ANTIGONE also screened at the 2017 8th Bridges International Film Festival of Peloponnesse and was nominated for best documentary at the 2017 Kerry Film Festival, Killarney, Ireland both in October of last year.
In 2018 (so far!) ANTIGONE will screen at:
  • Three Rivers Film Festival, Pittsburgh, PA, (2018 dates not yet posted) Three Rivers Film Festival only accepted 10 shorts, and ANTIGONE was one of them. Nicholas calls his return to Pittsburgh a  “bittersweet homecoming, as most of the 8mm footage was shot there in my childhood and before.”



Additionally, Nicholas’s short animated film, SMOKE N SUDS, also completed while here at VCFA, will have it’s world premiere at the 13th Athens ANIMFEST in Athens, Greece, March 15 – 18th, 2018! SMOKE N SUDS is a lo-fi animated film (reminiscent of early Jim Jarmusch) that follows two punks who meet at a laundromat in late 80’s Hell’s Kitchen NYC.
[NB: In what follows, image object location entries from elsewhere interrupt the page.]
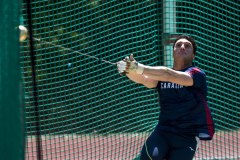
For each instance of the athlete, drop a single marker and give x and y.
(184, 113)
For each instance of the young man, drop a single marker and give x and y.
(184, 114)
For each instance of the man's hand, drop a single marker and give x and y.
(133, 65)
(121, 66)
(129, 64)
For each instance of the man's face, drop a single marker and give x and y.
(183, 49)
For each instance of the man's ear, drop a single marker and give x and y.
(193, 57)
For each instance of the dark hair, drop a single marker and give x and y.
(189, 38)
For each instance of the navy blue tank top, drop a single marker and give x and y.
(185, 109)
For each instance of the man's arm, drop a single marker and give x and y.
(142, 79)
(166, 74)
(159, 73)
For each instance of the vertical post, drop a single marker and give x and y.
(169, 28)
(11, 95)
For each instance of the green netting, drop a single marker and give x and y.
(86, 110)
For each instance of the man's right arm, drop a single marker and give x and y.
(141, 79)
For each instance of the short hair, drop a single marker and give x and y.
(190, 39)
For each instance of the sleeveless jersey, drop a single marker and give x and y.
(184, 109)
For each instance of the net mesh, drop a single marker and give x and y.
(86, 110)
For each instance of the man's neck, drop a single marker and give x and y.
(180, 66)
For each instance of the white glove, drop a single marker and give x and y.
(133, 65)
(121, 66)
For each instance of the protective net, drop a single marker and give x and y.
(79, 107)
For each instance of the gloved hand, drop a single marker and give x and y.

Finally, 7 SPLINTERS IN TIME, a film that Nicholas helped produce and was the DoP of, had its world premiere at Cinequest in San Jose on March 3rd, 2018.
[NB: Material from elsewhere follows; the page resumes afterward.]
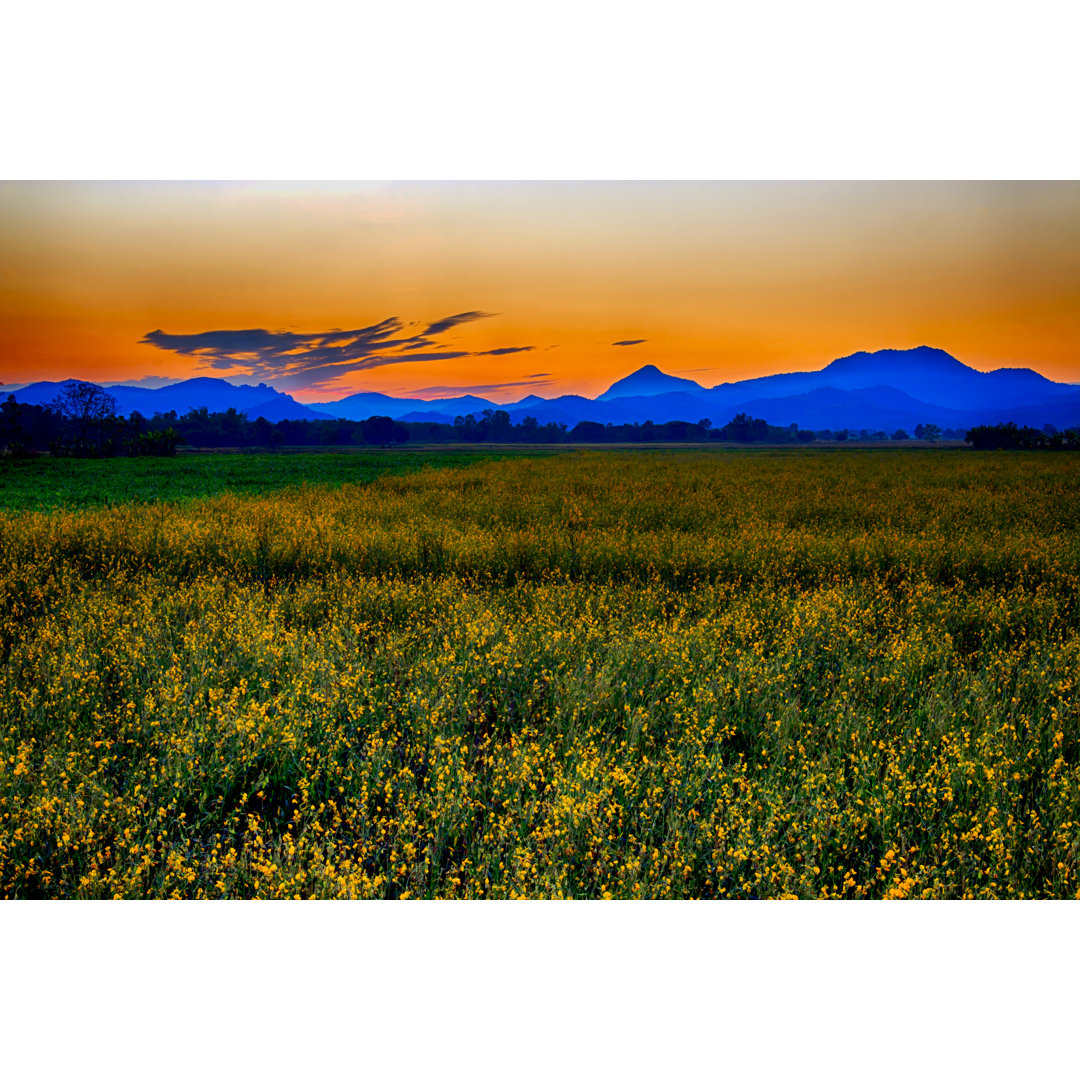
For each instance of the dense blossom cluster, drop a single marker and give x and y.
(629, 675)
Horror Society writes of the film, 7 SPLINTERS IN TIME is an intricately constructed, visually arresting, graphically exotic and groundbreaking lo-fi sci-fi detective story that mashes up Phillip K. Dick and Raymond Chandler.

Congrats George, we are thrilled for you!


George Nicholas is an award-winning New York – based filmmaker and director of photography. He was born in Pittsburgh, Pennsylvania to first-generation Greek immigrants, picked up his father’s love for photography at age 7, and wrote and directed his first play at 11. He studied drama at the University of Texas, Arlington, moved to NYC in 1998, worked as a sound technician for Off-Broadway Theater and as a roadie, working with bands like the Rolling Stones, before moving a bit north to attend the Conservatory of Film at the State University of New York at Purchase, where he graduated with a BFA in Film Production. He has worked as a cinematographer professionally since 1992, and his work has been shown worldwide on air and in festivals. George has produced and directed music videos, including Elizabeth Cook’s “Sunday Morning,” which aired on VH-1, GAC, and CMT. His 2004 short film, “Exact Fare,” won the CINE Golden Eagle Award, and his most recent film, “Antigone” won the Nostimon Imar award (for films of the diaspora) at its premiere at the 2017 Cyprus International Film Festival. He is currently an Assistant Professor of Radio, Television, Film at Hofstra University in Hempstead, New York, and prior to that taught at and was the Technical Director of Film and New Media at Sarah Lawrence College in Bronxville, New York. He currently resides in Mamaroneck, New York with his wife, Marie, their son Peter, and two cats. He is a bassist and vocalist for the J.D. Southard Band and the upright bassist for The Quarter Moon. Nicholas will graduate from VCFA MFA in Film April 2018.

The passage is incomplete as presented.